Buffer waits on tables can be reduced using partitioning. Fragmentation by round-robin is effective for improving the rate of concurrent inserts (although it doesn’t facilitate fragment elimination in queries). Very large tables may require some form of partitioning to avoid reaching the 16.7m (2^24) page limit but even smaller tables with a large number of inserts and/or deletes can benefit.

It’s worth noting here that buffer waits occur in server RAM and so it’s not obvious at all that the storage schema should come into it. After it only directly affects what happens on disk, right? Not so: I can show that different storage schemas perform differently by running a concurrent insert test on a machine tuned to only flush data to disk at checkpoints. If a table has 10-way round-robin partitioning then it has ten different part numbers and is for many purposes ten different tables. For inserts we are always appending to the end of the table and so there will be contention on the last buffered page between sessions. Spreading this across ten different partitions reduces it.

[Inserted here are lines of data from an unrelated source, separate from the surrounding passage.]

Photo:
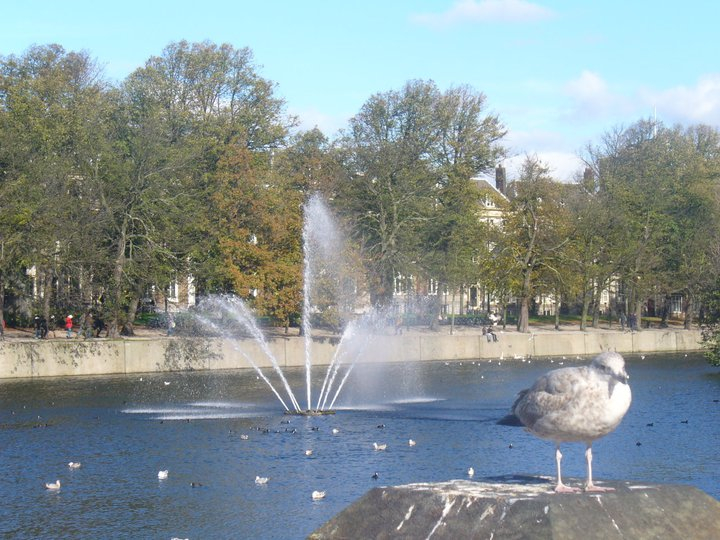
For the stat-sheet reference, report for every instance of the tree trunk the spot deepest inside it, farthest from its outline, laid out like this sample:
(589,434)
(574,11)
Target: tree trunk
(128,327)
(435,311)
(586,309)
(558,304)
(47,292)
(118,273)
(596,307)
(2,305)
(452,313)
(665,311)
(688,311)
(524,318)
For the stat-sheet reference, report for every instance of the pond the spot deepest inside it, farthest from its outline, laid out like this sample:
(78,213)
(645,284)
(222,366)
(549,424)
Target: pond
(214,432)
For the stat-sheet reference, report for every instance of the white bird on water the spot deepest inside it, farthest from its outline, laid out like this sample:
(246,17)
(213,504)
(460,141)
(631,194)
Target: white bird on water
(575,404)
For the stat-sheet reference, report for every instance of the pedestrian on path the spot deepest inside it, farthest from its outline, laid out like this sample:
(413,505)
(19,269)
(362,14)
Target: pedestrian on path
(68,326)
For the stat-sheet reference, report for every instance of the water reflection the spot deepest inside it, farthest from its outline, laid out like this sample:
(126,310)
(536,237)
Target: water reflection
(215,432)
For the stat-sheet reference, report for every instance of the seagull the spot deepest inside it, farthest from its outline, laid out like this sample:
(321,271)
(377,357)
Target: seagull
(575,404)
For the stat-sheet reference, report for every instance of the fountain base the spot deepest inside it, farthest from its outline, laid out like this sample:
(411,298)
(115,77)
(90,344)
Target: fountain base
(310,412)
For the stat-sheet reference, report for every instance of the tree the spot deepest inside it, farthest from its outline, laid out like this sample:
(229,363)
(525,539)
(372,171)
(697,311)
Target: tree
(53,105)
(403,149)
(260,233)
(535,229)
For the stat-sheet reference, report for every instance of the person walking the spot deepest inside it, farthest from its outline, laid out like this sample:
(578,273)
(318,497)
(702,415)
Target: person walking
(68,326)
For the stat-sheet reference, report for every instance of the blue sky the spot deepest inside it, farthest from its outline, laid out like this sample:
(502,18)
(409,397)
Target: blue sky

Indices can also see a large number of buffer waits. In one stark example I found a large number of buffer waits were occurring on a large single-column index where every value in the column was null (nulls are indexed in Informix, unlike some other RDBMSs) and so there was a single leaf node pointing to all rows. Every insert and delete needed to modify this. A less extreme version of this might be seen where there are a limited number of values a field can take. In this case dropping the index or combining the index column with another to vastly increase the number of nodes would help throughput.

Would index fragmentation/partitioning help? It is probably less useful, in general because there is no 16.7m page limit for indices since version 11.70 and, in the case of fragmentation by expression, the same nodes could be equally congested.

In conclusion I think this method is a useful addition to your performance tuning armoury and by reducing contention you can improve the scalability of your system and increase throughput.